Wireless Robotic Hand
May 2023 - Aug 2023
Designed, prototyped, and built a Wireless Gesture-Controlled Robotic Hand with multiple functions and a Screen with a Live Feedback Display and error handling.
Used Software Including: SolidWorks, Fritzing, Arduino, Excel
Featured on UofG School Of Engineering website:
.png)
View Project:
High-Fidelity Robotic Control
Individually calibrated fingers and meticulously engineered knuckle joints ensure a full and precise range of motion.
Long Range Wireless Communication
Integration of NRF24 radios allows for over 100ft of range with high-precision control and real-time connection feedback on LCD.
Engineered for Durability and Practicality
Over 40 parts designed in SolidWorks through multiple sub-assemblies manufactured into a streamlined product. Strategically designed fixtures allow for easy access to electronic components to troubleshoot or replace parts.
.png)
Designed and Emulated in CAD
Real World Applications
The purpose of this project was to highlight the Engineering and Design Process that can be applied to the development of any new system or technology today.
​
This project specifically, could apply to the field of prosthetics and medicine. This device has a foundation that allows for multiple modes, live feedback + connection status, as well as wireless communication which can be easily adapted and integrated.
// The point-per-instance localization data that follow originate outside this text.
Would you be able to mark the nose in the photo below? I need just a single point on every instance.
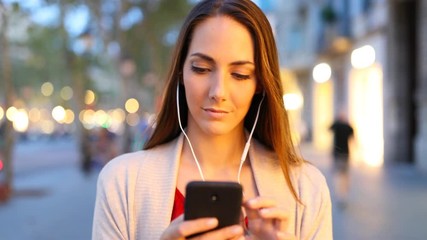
(218, 87)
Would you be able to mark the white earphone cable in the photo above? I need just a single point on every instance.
(245, 150)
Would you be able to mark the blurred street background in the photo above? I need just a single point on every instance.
(81, 82)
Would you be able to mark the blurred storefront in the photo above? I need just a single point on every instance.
(375, 50)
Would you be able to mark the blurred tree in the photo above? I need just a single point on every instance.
(6, 69)
(118, 34)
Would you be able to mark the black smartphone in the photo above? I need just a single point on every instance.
(222, 200)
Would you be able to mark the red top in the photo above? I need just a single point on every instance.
(178, 206)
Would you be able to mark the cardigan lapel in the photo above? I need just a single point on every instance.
(270, 180)
(162, 171)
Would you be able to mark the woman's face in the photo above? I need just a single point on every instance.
(219, 76)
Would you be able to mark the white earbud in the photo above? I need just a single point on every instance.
(245, 150)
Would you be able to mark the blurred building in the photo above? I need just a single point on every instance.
(372, 53)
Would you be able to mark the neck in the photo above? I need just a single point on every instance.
(215, 152)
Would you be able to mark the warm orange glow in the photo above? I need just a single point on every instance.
(47, 89)
(366, 115)
(322, 115)
(132, 105)
(1, 113)
(90, 97)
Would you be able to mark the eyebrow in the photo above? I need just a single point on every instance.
(211, 60)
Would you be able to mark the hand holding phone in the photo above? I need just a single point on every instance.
(222, 200)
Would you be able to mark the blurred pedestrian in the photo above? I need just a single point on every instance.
(342, 133)
(104, 147)
(223, 87)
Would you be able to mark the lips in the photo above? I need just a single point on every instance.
(215, 113)
(214, 110)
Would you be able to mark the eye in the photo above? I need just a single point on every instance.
(200, 70)
(239, 76)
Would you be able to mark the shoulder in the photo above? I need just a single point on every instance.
(311, 184)
(130, 165)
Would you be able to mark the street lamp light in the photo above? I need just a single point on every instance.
(322, 72)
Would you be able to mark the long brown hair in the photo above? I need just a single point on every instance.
(272, 128)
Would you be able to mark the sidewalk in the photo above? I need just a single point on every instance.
(48, 205)
(57, 203)
(384, 203)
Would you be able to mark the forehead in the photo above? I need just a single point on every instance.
(222, 38)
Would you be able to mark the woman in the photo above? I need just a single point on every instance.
(223, 86)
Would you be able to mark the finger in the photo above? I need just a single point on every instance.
(253, 205)
(231, 232)
(191, 227)
(259, 202)
(285, 236)
(277, 213)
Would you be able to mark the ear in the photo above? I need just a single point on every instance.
(259, 89)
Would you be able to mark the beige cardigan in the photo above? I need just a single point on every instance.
(135, 194)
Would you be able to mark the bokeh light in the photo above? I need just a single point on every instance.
(363, 57)
(293, 101)
(69, 116)
(322, 72)
(66, 93)
(89, 97)
(10, 113)
(47, 89)
(20, 120)
(1, 113)
(34, 115)
(58, 113)
(132, 119)
(132, 105)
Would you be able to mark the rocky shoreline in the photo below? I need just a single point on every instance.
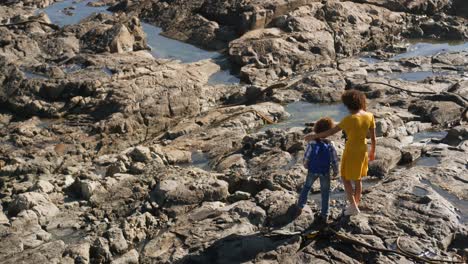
(111, 154)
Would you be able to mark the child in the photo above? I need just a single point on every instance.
(354, 162)
(319, 157)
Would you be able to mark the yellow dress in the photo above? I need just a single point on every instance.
(354, 162)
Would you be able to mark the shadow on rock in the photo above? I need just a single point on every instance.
(239, 248)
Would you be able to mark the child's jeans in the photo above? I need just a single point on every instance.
(324, 191)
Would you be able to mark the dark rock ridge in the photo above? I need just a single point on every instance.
(109, 155)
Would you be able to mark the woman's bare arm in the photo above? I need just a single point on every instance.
(373, 144)
(310, 137)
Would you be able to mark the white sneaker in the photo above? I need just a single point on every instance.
(351, 210)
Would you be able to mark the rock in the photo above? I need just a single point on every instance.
(389, 126)
(436, 112)
(456, 135)
(79, 252)
(160, 245)
(235, 160)
(175, 156)
(130, 257)
(279, 206)
(117, 241)
(238, 196)
(388, 154)
(99, 251)
(187, 189)
(141, 154)
(87, 188)
(410, 154)
(118, 167)
(122, 37)
(37, 202)
(43, 186)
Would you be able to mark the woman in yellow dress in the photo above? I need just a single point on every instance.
(354, 162)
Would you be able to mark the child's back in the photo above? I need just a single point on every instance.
(320, 155)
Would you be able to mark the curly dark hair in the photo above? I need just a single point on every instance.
(354, 100)
(323, 124)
If we substituted the glove controller for an EMG device (which measures electrical activity produced by muscles), the backbone of the system would translate into a great device for amputees. The EMG device would allow the user more intuitive and precise control and in theory, the robotic prosthetic could be designed for any limb of the human body.
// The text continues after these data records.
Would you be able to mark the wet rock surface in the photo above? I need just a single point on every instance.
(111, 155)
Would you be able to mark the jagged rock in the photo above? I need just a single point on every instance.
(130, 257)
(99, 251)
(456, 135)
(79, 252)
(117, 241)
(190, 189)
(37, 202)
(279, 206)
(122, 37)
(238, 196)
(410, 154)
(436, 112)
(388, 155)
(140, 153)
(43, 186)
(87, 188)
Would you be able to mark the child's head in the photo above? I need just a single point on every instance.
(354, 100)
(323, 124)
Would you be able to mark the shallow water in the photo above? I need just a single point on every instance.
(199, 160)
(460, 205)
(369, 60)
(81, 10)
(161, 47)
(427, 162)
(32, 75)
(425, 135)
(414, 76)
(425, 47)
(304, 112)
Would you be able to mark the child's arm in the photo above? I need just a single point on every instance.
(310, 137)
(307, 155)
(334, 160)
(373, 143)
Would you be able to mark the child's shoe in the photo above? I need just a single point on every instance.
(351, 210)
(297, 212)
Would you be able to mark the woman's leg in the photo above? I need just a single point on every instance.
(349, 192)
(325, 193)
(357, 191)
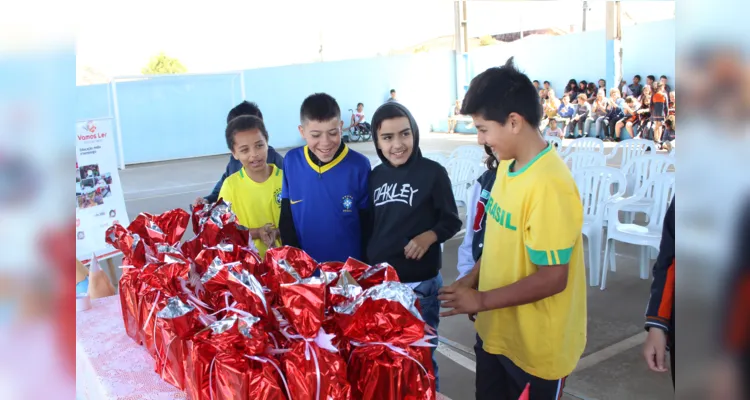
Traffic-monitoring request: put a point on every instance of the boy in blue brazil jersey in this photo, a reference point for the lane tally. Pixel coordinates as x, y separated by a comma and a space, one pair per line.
324, 196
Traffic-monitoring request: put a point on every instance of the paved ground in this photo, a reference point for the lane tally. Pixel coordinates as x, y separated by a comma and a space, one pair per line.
611, 367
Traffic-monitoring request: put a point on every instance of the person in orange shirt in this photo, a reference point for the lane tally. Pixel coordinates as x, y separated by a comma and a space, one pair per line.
659, 106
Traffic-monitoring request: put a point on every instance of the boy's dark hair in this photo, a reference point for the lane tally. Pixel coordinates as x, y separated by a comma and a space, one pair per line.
499, 91
491, 162
319, 107
244, 108
383, 113
241, 124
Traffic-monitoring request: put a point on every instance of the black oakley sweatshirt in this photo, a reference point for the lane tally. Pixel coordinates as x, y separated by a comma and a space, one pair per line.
406, 201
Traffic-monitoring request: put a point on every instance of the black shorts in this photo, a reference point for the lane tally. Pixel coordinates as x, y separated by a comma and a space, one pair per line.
497, 378
659, 111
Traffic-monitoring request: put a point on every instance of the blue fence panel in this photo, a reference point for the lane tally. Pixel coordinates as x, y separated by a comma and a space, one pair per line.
423, 82
649, 49
175, 117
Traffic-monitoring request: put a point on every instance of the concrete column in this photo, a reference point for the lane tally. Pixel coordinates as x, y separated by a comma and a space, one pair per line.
613, 52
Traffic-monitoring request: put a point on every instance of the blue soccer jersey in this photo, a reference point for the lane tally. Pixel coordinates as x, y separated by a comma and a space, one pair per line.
326, 202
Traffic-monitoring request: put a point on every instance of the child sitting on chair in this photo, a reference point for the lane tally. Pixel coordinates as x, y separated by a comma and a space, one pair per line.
358, 117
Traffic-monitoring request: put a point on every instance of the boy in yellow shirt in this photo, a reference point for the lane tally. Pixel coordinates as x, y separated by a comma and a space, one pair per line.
254, 191
528, 289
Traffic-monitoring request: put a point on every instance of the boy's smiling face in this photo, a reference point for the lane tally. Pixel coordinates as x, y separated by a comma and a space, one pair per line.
251, 149
396, 140
323, 138
500, 138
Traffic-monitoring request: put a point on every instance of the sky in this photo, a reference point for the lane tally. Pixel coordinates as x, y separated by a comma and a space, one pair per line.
117, 38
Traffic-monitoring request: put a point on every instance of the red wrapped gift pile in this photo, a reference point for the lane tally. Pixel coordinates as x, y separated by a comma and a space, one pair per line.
221, 323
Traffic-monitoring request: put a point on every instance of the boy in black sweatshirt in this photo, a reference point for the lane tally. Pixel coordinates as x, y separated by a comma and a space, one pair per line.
660, 310
413, 209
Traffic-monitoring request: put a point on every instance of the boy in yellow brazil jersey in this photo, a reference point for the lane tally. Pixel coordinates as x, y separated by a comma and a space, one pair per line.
528, 289
254, 191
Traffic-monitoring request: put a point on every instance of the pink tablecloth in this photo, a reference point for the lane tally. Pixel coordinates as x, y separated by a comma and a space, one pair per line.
109, 364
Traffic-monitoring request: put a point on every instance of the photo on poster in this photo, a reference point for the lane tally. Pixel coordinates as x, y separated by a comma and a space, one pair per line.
89, 171
88, 200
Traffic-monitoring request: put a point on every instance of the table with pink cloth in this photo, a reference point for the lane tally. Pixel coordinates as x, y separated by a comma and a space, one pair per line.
109, 364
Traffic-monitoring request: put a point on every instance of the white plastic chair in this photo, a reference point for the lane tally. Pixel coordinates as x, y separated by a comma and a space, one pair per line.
439, 158
598, 186
659, 190
583, 159
469, 152
640, 170
556, 141
630, 149
462, 173
585, 144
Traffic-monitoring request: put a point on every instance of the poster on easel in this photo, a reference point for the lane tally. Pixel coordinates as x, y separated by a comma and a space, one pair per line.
100, 202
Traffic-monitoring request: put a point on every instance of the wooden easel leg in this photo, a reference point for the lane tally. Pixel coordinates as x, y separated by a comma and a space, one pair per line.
112, 271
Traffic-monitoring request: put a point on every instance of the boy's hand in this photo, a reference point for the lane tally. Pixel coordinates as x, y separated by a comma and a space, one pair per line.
267, 234
655, 348
462, 300
198, 201
416, 247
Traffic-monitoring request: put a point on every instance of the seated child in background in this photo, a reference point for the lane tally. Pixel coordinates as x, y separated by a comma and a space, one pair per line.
669, 133
579, 119
255, 190
358, 117
413, 209
553, 130
565, 111
324, 199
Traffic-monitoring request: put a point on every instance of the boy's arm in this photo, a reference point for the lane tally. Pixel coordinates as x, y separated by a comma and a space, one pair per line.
365, 210
449, 222
466, 250
287, 230
736, 316
214, 196
659, 309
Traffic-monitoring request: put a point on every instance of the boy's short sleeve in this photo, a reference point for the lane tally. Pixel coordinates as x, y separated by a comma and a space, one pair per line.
554, 222
226, 191
364, 186
284, 184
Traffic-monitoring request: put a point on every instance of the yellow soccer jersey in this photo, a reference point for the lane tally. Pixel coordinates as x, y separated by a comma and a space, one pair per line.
255, 204
534, 219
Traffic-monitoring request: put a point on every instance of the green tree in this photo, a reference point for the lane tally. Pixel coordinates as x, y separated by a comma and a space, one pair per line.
163, 64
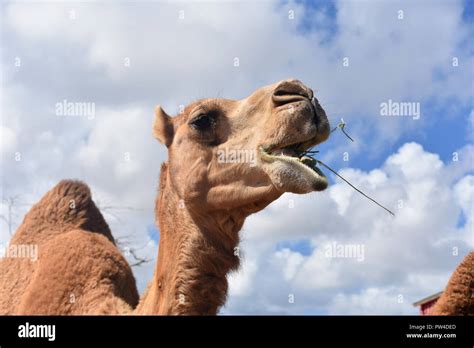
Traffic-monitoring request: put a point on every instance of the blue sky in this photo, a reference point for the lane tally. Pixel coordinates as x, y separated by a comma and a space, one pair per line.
79, 56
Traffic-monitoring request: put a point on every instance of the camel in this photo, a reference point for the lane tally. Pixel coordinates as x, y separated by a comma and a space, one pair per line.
227, 159
458, 297
205, 194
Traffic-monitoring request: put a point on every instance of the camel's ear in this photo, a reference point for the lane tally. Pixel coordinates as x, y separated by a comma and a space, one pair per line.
163, 127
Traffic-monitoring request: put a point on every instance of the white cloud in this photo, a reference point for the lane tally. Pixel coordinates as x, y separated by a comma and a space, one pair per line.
416, 244
174, 61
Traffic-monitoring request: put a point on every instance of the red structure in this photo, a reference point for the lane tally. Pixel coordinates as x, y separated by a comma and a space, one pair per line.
427, 303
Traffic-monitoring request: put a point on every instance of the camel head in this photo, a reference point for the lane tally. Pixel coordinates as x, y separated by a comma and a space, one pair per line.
226, 154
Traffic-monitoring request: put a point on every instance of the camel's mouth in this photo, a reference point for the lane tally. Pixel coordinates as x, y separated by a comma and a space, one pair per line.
295, 159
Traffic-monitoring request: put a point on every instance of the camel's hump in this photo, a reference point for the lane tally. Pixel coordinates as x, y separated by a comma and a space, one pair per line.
68, 205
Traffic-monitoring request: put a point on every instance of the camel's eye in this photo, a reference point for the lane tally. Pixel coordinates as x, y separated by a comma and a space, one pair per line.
203, 122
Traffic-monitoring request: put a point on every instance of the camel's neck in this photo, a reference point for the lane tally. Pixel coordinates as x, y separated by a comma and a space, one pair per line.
195, 254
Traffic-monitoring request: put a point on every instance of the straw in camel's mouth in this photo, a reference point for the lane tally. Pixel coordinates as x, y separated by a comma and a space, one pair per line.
295, 154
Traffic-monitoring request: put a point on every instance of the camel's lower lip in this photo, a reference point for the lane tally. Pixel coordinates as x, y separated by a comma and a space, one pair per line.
307, 165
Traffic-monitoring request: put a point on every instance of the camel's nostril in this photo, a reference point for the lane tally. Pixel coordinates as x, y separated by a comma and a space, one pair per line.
290, 91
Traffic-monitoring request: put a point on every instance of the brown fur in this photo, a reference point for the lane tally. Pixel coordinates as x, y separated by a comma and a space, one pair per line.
79, 270
201, 206
458, 297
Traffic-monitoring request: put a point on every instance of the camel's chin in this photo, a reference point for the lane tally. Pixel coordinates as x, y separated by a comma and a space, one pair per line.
290, 174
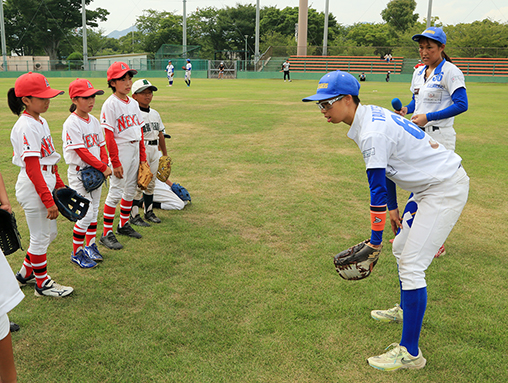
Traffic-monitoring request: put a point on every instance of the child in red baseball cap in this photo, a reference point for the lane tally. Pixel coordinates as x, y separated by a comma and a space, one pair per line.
35, 154
123, 124
84, 146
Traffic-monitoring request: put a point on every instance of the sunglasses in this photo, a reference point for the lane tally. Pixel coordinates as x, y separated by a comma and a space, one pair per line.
327, 105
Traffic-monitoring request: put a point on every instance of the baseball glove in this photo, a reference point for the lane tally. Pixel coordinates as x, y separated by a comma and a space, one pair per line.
70, 203
144, 176
164, 169
10, 240
356, 262
92, 178
181, 192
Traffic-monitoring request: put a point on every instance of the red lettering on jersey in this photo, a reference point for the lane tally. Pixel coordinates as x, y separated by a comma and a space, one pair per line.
47, 147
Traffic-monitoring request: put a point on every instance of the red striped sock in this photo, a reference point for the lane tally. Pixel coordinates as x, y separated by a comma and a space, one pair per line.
26, 268
91, 233
40, 265
109, 217
78, 238
125, 211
An additional use for this technology could be the development of some kind of assistive device for those with mobility impairment or disabilities. This would drastically improve the quality of life for patients. Furthermore, gesture-controlled technology and the use of easily controlled robotic systems could be designed for hazourdous tasks which could improve the safety of dangerous work.
Project Description
After completing my first year of Computer Engineering at the University of Guelph, I was eager to apply the knowledge I gained by working on a project involving real-world skills and applications. Over the past 4 months, Matthew Salazar, Chase Keeler, and I designed, prototyped, and built a Wireless Gesture Controlled Robotic Hand.
This project utilizes microcontrollers, servos, RF24 transmitter modules, flex sensors, custom PCBs, and an LCD screen. The main components of this project include the wearable glove controller, mechanical hand, and hardware within the forearm base.
The robotic hand can mirror the user's finger motions in real-time while providing live feedback on each finger's bend angle on the LCD. The user can toggle between 2 modes with a pushbutton on the glove. The "User Control" mode allows the user to control the hand with their motions in the glove. The "Preset Gestures" mode will cycle through several pre-programmed hand gestures (peace sign, closed fist, etc.). The LCD will provide each finger's bend angle throughout both modes and indicate which mode is active at all times. The LCD will also display a message if an interruption with the wireless connection has occurred and whether it is offline or online.
The PCB on the glove controller was designed and tested in Fritzing and TinkerCAD to ensure its functionality and ability to be calibrated with the Arduino Nano and Flex Sensors. The 5 flex sensors read analog voltage values based on their bend which we mapped into servo rotation values for the hand to receive. These converted values were also individually calibrated for each of the user's fingers. We used 3 NRF24L01 radio transceivers in total for this project. One of these radios is integrated into the glove circuit and acts as a transmitter for the 5-finger values and a boolean for which mode is active. The other 2 radios act as receivers - one for the servos, and one for the LCD screen.
The robotic hand itself was designed in SolidWorks and fully 3D printed. It consists of several subassemblies which include a total of 44 parts including each finger joint. The hand was put together with dowels, aluminum rods, and fishing line. The servos are mounted in the servo bed and rotate custom pullies attached to the fishing line. The fishing line is fed up the forearm, through the hand, and up to each fingertip. This allows for precise motions of each finger.
The base of the robotic hand houses all of the other electronics involved in this project. This includes 2 more Arduino Nanos, 2 receiver NRF24L01 radios, and another custom PCB. Each Nano receives information from the glove controller and will rotate the servos and update the screen in real-time based on this data.